Поэзия, будучи попыткой выразить не здравый смысл, как вес героя или его структуру в футах и дюймах, а красоту и душу в его облике, как он сияет воображению и чувству, — и так же всех других объектов в природе, — переходит в басню, олицетворяет каждый факт: — «облака хлопали в ладоши», — «холмы скакали», — «небо говорило». Это субстанция, и это обращение всегда пытается достичь метрической грации. Вне детской начало литературы — это молитвы народа, и они всегда гимны, поэтичны, — разум позволяет себе размах, и вместе с тем всегда есть соответствующая свобода в стиле, который становится лирическим. Молитвы народов ритмичны — имеют повторения и аллитерации, как брачная служба и служба погребения в наших литургиях.
Поэзия никогда не будет простым средством, как когда рифмуется история или философия или пишутся лауреатские оды по государственным случаям. Она сама должна быть своей собственной целью, иначе она ничто. Разница между поэзией и стоковой поэзией в том, что в последней ритм дан, а смысл адаптирован к нему; в то время как в первой смысл диктует ритм. Я мог бы даже сказать, что рифма есть в самой теме, мысли и образе. Спрашивайте факт о форме. Ибо стих — это не транспортное средство для перевозки предложения, как драгоценность перевозится в футляре: стих должен быть живым и неотделимым от своего содержания, как душа человека вдохновляет и направляет тело; и мы измеряем вдохновение музыкой. Читая прозу, я становлюсь чувствительным, как только предложение тянется; но в поэзии — как только тянется одно слово. Всегда, когда мысль поднимается, поднимается и выражение. Это также кумулятивно; поэма состоит из строк, каждая из которых в свою очередь наполняла ухо поэта, так что простой синтез создает произведение совершенно сверхчеловеческое.

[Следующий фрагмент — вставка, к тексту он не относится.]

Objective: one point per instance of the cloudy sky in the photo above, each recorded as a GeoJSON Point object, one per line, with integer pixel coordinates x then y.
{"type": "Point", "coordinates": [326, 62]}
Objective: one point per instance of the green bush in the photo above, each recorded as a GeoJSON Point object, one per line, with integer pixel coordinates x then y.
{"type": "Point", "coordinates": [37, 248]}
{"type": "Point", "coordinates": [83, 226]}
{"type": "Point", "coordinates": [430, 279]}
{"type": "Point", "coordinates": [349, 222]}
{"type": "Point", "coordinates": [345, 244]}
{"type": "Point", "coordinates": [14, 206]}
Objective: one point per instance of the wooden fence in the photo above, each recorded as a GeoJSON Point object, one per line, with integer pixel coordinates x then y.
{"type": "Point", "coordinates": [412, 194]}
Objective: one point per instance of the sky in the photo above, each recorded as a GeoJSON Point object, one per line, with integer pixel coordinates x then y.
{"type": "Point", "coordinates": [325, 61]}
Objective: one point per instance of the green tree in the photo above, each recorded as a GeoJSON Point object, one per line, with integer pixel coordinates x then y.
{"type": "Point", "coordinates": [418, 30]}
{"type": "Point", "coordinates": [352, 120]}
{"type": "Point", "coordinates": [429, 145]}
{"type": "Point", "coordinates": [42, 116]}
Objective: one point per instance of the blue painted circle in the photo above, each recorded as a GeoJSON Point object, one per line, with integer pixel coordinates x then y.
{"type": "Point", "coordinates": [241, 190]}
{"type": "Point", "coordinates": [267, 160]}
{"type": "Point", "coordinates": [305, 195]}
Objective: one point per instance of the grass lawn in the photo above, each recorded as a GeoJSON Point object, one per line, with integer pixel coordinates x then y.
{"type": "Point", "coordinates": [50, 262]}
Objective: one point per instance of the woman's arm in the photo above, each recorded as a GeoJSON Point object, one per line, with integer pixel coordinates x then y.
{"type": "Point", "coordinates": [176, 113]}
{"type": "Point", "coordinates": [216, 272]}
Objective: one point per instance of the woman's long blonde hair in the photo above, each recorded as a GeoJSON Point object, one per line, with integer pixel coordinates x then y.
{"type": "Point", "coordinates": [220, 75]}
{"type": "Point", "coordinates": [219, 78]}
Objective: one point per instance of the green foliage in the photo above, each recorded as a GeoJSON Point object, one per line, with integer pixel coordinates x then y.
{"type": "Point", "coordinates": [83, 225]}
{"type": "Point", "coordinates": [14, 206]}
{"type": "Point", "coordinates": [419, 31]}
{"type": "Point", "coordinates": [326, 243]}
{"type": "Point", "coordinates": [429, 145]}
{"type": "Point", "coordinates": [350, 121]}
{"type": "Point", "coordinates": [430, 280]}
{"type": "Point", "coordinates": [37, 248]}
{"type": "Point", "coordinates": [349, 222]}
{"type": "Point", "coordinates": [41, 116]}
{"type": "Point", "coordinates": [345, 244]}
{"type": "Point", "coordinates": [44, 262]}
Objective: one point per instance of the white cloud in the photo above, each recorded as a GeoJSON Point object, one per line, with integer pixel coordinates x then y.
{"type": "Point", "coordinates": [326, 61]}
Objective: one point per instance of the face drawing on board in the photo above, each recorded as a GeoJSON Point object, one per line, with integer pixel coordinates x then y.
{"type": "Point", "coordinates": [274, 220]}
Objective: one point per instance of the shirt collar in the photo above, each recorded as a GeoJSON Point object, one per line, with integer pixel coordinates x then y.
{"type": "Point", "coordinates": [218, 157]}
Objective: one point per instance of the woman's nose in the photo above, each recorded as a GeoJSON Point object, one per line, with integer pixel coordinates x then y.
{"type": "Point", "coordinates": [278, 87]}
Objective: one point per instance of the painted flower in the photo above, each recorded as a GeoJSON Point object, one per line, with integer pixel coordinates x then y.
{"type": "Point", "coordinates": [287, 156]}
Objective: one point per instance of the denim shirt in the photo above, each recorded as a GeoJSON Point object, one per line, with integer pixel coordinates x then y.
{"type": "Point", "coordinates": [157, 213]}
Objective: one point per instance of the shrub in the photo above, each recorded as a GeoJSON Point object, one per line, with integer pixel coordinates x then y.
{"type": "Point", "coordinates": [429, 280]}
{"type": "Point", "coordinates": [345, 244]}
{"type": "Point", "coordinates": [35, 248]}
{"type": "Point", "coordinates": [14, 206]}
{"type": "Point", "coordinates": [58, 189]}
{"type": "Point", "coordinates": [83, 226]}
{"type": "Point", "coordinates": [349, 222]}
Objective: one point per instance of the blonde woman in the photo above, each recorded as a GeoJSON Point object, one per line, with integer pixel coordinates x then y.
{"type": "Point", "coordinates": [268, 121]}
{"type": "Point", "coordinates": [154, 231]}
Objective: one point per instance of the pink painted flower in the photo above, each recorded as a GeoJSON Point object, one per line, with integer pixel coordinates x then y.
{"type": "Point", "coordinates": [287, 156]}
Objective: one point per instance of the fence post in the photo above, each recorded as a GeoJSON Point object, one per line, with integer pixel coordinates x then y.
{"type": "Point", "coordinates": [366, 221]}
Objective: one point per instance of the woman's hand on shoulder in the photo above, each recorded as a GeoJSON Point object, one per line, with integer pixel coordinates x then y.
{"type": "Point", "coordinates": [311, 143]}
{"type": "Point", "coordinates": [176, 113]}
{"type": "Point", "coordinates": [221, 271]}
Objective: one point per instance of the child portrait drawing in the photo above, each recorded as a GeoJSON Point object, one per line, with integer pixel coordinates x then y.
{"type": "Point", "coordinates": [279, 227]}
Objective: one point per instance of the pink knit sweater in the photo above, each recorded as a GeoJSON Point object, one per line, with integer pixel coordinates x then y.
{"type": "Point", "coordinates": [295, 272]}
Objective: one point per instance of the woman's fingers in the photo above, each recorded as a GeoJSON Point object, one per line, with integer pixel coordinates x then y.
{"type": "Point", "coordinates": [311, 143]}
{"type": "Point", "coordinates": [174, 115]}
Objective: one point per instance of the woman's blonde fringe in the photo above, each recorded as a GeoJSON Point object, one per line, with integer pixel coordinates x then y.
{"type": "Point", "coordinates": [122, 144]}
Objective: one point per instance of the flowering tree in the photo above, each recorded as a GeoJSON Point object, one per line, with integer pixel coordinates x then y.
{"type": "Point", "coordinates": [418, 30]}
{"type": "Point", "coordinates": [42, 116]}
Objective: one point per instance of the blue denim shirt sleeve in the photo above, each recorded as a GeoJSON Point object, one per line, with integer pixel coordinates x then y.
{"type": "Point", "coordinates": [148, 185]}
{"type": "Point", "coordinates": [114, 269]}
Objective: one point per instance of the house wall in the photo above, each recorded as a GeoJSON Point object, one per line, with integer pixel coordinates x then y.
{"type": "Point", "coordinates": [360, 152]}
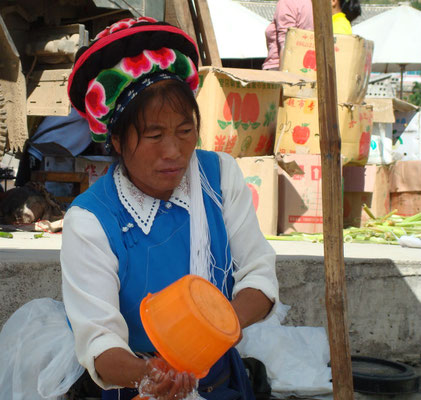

Действительно, мастера иногда поднимаются над собой к потокам, которые очаровывают их читателей и которые ни один конкурент не мог бы превзойти, ни сам бард снова сравняться. Попробуйте этот поток Бомонта и Флетчера:—
"Hence, all ye vain delights,
As short as are the nights
In which you spend your folly!
There's naught in this life sweet,
If men were wise to see't,
But only melancholy.
Oh! sweetest melancholy!
Welcome, folded arms and fixed eyes,
A sigh that piercing mortifies,
A look that's fastened to the ground,
A tongue chained up, without a sound;
Fountain-heads and pathless groves,
Places which pale Passion loves,
Midnight walks, when all the fowls
Are warmly housed, save bats and owls;
A midnight bell, a passing groan,
These are the sounds we feed upon,
Then stretch our bones in a still, gloomy valley.
Nothing's so dainty sweet as lovely melancholy."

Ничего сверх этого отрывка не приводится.